Sul fronte delle cure, i farmaci antivirali – come l’idrossiclorochina o il remdesivir – hanno dato risultati scarsi. L’unico vero successo si è avuto con un farmaco vecchio e molto noto per la sua azione antinfiammatoria, il desametasone, che si è rivelato molto efficace nel trattamento dei pazienti più gravi. Si è molto discusso dell’uso del plasma iperimmune per trasferire anticorpi e protezione nei pazienti ricoverati ma, ad oggi, non ci sono prove che questa terapia funzioni davvero. Diversi laboratori hanno invece prodotto anticorpi neutralizzanti che potrebbero rappresentare un primo farmaco specifico contro il Sars-Cov-2. In USA, gli anticorpi monoclonali sono approvati per uso di emergenza per prevenire il ricovero dei pazienti a rischio.

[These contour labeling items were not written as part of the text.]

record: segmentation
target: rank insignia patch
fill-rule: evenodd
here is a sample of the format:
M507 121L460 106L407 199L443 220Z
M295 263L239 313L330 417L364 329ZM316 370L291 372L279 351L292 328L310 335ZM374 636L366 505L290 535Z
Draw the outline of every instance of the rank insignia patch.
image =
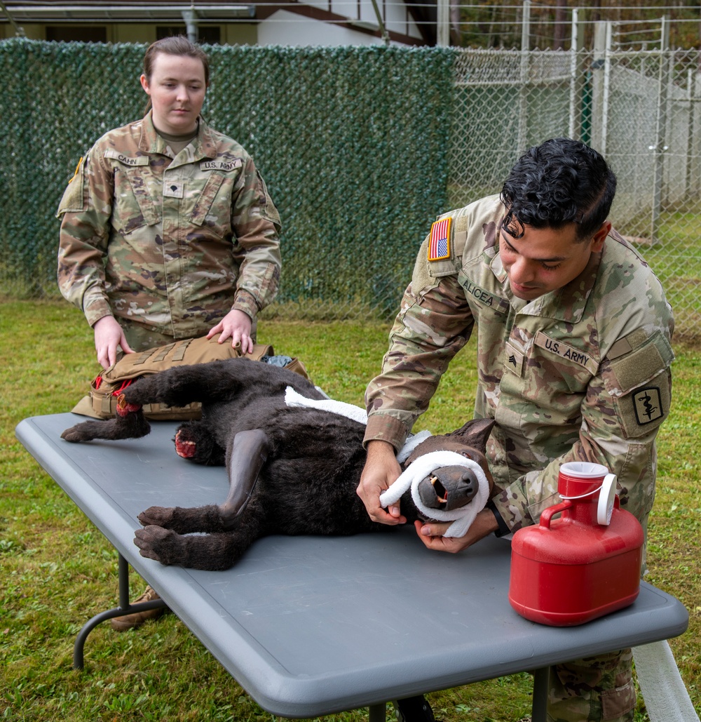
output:
M649 424L663 416L660 390L656 386L638 388L633 392L633 409L638 423Z
M450 222L451 218L441 218L431 227L428 239L428 260L441 261L450 258Z

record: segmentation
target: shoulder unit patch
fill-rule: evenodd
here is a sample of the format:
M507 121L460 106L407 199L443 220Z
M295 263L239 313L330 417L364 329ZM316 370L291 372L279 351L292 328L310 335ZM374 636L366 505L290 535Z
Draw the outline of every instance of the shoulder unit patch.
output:
M442 261L450 258L450 225L452 218L441 218L431 227L428 239L428 260Z

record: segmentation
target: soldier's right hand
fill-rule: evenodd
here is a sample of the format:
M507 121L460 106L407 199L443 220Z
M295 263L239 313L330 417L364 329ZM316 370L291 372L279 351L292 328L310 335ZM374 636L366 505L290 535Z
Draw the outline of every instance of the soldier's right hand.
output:
M117 360L117 347L121 346L125 354L133 354L127 343L122 327L114 316L102 316L92 327L95 334L95 351L97 362L107 370Z
M399 502L385 510L379 500L382 492L389 489L401 473L392 444L379 440L368 443L368 458L356 492L373 521L390 526L407 523L407 518L402 516Z

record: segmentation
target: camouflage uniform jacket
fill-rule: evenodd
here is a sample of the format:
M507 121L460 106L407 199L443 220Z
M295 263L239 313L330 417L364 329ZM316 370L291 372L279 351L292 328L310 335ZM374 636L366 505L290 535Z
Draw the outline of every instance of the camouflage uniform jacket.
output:
M570 461L616 474L622 505L645 523L674 359L660 284L612 230L578 278L520 300L499 258L503 215L495 196L441 217L451 219L444 259L429 261L424 242L366 391L366 441L401 446L476 325L475 415L497 422L488 456L506 525L516 531L558 503L559 467Z
M232 308L255 321L277 292L278 211L250 156L201 118L175 157L151 113L102 136L57 215L58 285L91 326L200 336Z

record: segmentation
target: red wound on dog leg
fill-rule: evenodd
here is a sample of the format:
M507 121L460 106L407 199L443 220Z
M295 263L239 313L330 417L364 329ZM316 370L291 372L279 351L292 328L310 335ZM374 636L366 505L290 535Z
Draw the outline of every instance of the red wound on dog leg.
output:
M195 456L195 442L185 441L180 438L180 432L175 435L175 451L178 456L192 458Z
M127 414L133 414L141 408L140 404L128 404L124 399L123 393L120 393L117 397L117 413L121 417L125 417Z

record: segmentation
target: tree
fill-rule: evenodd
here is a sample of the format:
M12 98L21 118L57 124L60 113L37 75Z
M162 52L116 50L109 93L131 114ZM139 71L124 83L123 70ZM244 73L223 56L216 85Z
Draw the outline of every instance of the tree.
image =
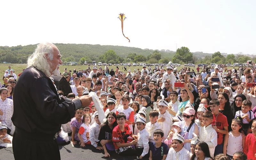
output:
M111 60L113 60L114 61L117 58L117 55L114 50L109 50L105 52L103 54L103 59L105 60L106 63L108 63Z
M147 58L142 55L137 55L134 58L134 62L137 63L139 62L145 62L147 60Z
M160 59L158 62L162 63L168 63L170 61L170 59L167 58L165 58Z
M188 63L193 60L193 54L190 52L188 47L182 47L180 48L177 49L176 53L172 59L176 61L179 60ZM175 63L174 61L173 60L172 61Z
M136 53L129 53L127 56L127 58L130 58L132 60L134 60L134 58L136 55Z
M159 60L161 59L162 55L157 51L155 50L150 56L150 58L155 59Z
M212 58L214 58L215 57L218 57L220 58L223 58L224 57L223 55L221 55L221 54L220 54L220 52L219 51L215 52L212 55Z
M85 60L85 58L82 57L79 60L79 64L81 65L83 65L84 63L84 61L86 61Z

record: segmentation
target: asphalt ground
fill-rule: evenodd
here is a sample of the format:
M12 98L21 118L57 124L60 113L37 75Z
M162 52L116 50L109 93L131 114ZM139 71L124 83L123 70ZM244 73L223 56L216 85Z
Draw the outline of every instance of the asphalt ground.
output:
M91 145L88 145L85 147L81 148L77 144L73 147L70 143L63 145L59 145L60 158L63 160L134 160L137 159L136 156L119 156L115 153L109 153L110 157L104 157L103 150L96 149ZM0 148L0 160L14 160L12 148Z

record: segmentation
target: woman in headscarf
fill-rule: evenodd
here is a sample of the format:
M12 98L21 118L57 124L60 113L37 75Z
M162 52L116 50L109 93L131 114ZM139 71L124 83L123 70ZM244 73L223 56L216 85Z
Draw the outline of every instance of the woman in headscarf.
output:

Sin dalle prime settimane della pandemia, tutte le attenzioni si sono focalizzate sulla produzione di un vaccino. Ci sono oggi 19 vaccini in fase III, 6 per uso limitato e 3 approvati. I primi ad arrivare al traguardo sono stati i vaccini basati sull’RNA messaggero per la proteina Spike. L’efficacia di questi vaccini nei confronti della malattia è alta e ci sono dati incoraggianti anche sulla loro capacità di bloccare il contagio. Non sappiamo però quanto duri l’immunità. Inoltre, non abbiamo ancora vaccini per la fascia pediatrica e per le donne in gravidanza.
La grande lezione che abbiamo imparato quest’anno è, però, che siamo estremamente vulnerabili di fronte alle infezioni. Per molto tempo, grazie a vaccini e antibiotici, ci siamo preoccupati di altro e la ricerca in questo settore non è stata adeguatamente sostenuta. Eppure, sapevamo che una pandemia sarebbe arrivata. Così come sappiamo che altri virus arriveranno e che i batteri stanno acquisendo resistenza a tutti gli antibiotici che abbiamo a disposizione. Si stima che nel 2050 le infezioni da batteri antibiotico-resistenti causeranno 10 milioni di morti all’anno, ben oltre i quasi 1,7 milioni di morti causati dal SARS-CoV-2 nel 2020. E sappiamo che già oggi l’Italia è lo stato più colpito in Europa. Non possiamo ignorare anche questo allarme.